Lost and Found

The other day, my husband and Lily were doing a 100-piece puzzle together when they realized they were missing a piece. Lily was upset they couldn’t finish the puzzle.

This one was actually a 300-piece puzzle, but you get the idea.

Dr. Toy Warden: Hey, we should check the Lost and Found for that.

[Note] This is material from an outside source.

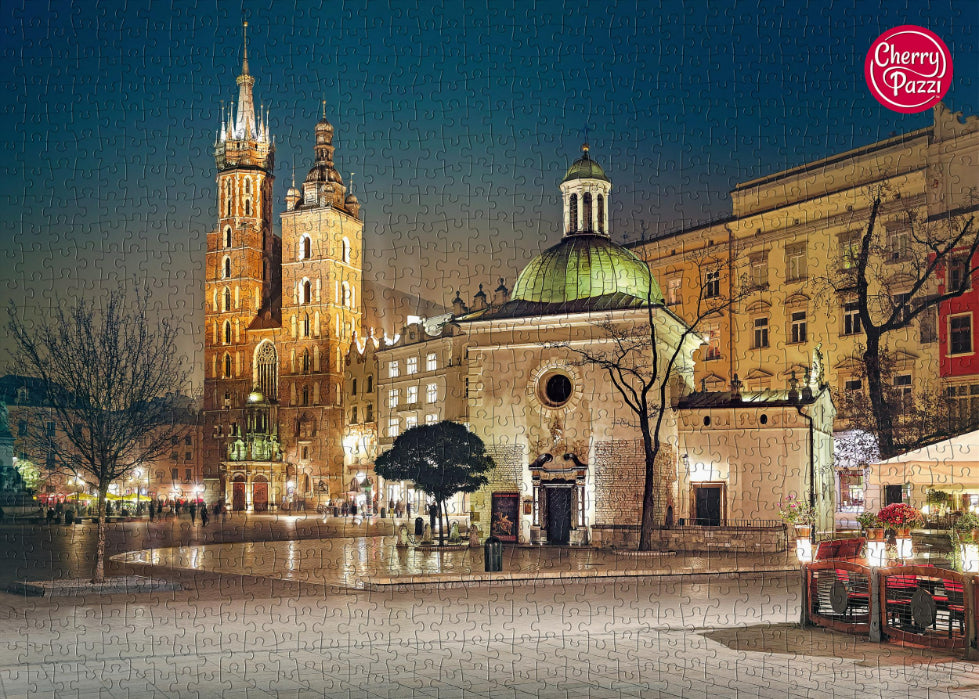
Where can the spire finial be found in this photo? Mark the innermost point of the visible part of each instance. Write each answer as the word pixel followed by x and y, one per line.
pixel 244 62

And though we’d never called our Lost and Found by its proper name before, I knew exactly what he meant. I hadn’t thought of it before, but we have a Lost and Found at our house. Lily has dozens of 100 piece puzzles due to her obsession with puzzles and probably future career as an engineer and life as character-inspiration for “Big Bang Theory”. What do dozens of 100 piece puzzles result in? Dozens of orphaned puzzle pieces. We try our best to get the puzzles put away properly, but our chief puzzle maid happens to be 4 years old and our puzzle cleaning support team is 2 years old. Not every piece always ends up in the right box, especially when the girls get more than one puzzle out at once. Some of the pieces obviously belong to certain puzzles. Others aren’t so obvious.

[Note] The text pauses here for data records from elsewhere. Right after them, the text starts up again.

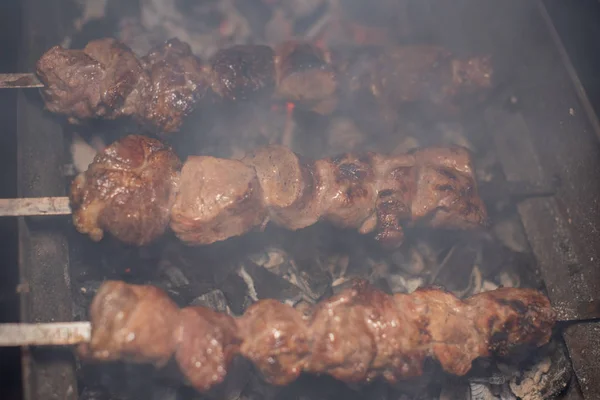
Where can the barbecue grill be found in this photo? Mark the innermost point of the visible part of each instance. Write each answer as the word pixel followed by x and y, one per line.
pixel 539 120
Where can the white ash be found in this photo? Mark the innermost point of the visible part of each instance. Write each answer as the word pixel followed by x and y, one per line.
pixel 162 20
pixel 533 381
pixel 91 10
pixel 82 152
pixel 344 136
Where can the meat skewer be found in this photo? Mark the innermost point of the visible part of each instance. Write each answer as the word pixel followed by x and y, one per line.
pixel 355 336
pixel 107 80
pixel 135 188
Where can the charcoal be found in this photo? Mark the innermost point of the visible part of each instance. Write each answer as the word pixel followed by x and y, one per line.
pixel 546 378
pixel 264 284
pixel 457 390
pixel 94 394
pixel 165 393
pixel 479 391
pixel 214 299
pixel 400 284
pixel 411 260
pixel 172 274
pixel 455 273
pixel 236 293
pixel 510 233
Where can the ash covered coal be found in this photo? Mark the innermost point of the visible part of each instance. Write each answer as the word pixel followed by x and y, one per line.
pixel 301 268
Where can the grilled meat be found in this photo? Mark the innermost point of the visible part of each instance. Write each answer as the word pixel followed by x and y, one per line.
pixel 423 75
pixel 128 190
pixel 178 82
pixel 358 335
pixel 105 80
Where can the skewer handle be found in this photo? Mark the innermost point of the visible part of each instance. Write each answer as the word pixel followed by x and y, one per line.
pixel 34 206
pixel 45 334
pixel 19 81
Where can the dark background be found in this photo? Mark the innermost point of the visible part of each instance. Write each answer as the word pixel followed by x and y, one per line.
pixel 578 23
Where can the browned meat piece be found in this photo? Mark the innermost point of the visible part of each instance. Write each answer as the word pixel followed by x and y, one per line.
pixel 290 186
pixel 357 335
pixel 276 340
pixel 206 343
pixel 178 82
pixel 444 191
pixel 103 80
pixel 133 323
pixel 217 199
pixel 304 75
pixel 243 72
pixel 127 191
pixel 426 75
pixel 106 80
pixel 132 186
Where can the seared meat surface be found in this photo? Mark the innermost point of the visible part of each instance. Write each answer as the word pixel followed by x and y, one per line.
pixel 428 76
pixel 106 80
pixel 132 189
pixel 178 82
pixel 371 193
pixel 127 191
pixel 355 336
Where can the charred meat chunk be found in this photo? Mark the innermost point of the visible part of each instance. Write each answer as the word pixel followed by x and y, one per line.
pixel 128 190
pixel 243 72
pixel 178 83
pixel 104 80
pixel 217 199
pixel 304 75
pixel 355 336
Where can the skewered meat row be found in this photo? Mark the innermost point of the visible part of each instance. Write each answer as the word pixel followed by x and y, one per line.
pixel 134 189
pixel 107 80
pixel 356 336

Whenever I find a lone puzzle piece and I’m not sure where it goes, I put it on top of the shelves in the playroom. There are at least 10 orphaned puzzle pieces up there.

Our Lost and Found.

This is our Lost and Found. If you do a puzzle and it has a missing piece, there’s a 50/50 chance it’s in the Lost and Found. As far as 100-piece puzzles done by 4 year olds go, those are pretty good odds!